# Pij w feet tied together at Embarcadero center



## SF Embarcadero (May 31, 2013)

Hey, looking for help with catching my lunch buddy. Her feet are tied together and pretty swollen. Kind of sad, but she is a trooper. Would like to simply catch her and cut or remove the nylon string if possible. Haven't been able to catch her, perhaps someone has a net or technique they would share?

Thanks,

Buddy


----------



## Jaye (Mar 13, 2008)

Hi Buddy. A net strung on a hula-hoop works. I just bought a tree net at teh hardware store and cut it up. 

Also, if you can possibly 'corner' you buddy on 2 sides, like up against a wall or hedge or something, that makes it easier. Thirdly, if you can get him/her to turn his back from you so he is facing 180 degrees in opposite direction when he pecks for food, there is a blind spot directly behind them so you could grab or throw a towel then.
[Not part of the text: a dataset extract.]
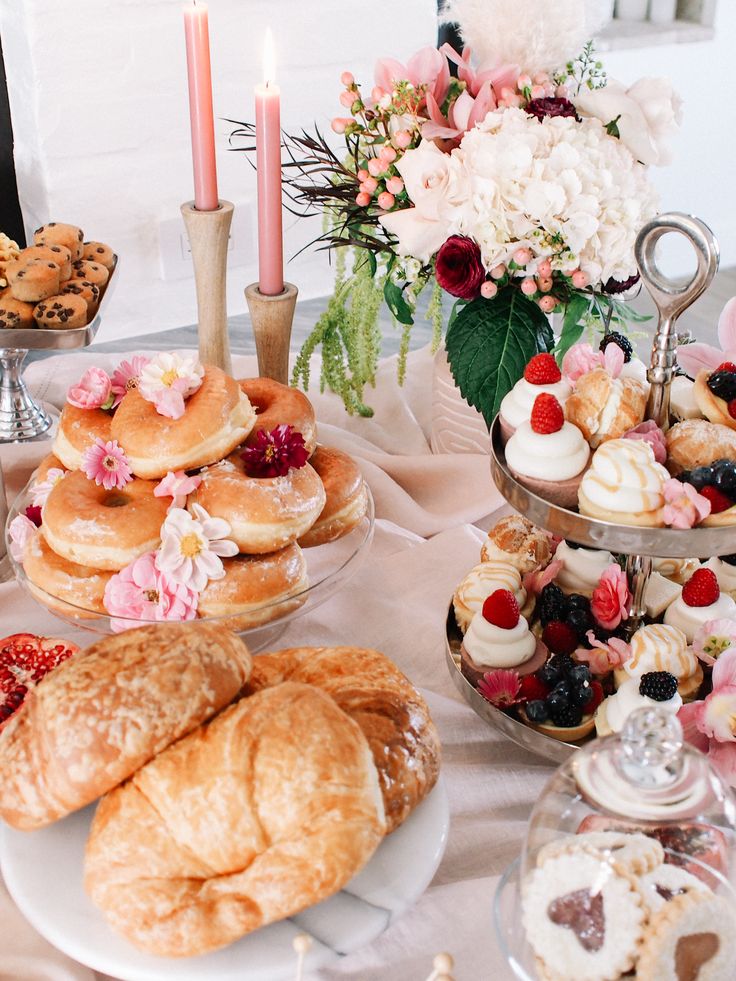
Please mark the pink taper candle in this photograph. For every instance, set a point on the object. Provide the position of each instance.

next idea would be to see if he will eat from your hand. If so, you can get him to do that and with the other hand try to grab.

You can also text a friend of mine, Pigeon-rescuer in SF (I no longer live there or I would help).

Text 4158239775 tell her George sent you. She could not do it herself but the two of you may be able to.

Best of luck, thanks for caring.


----------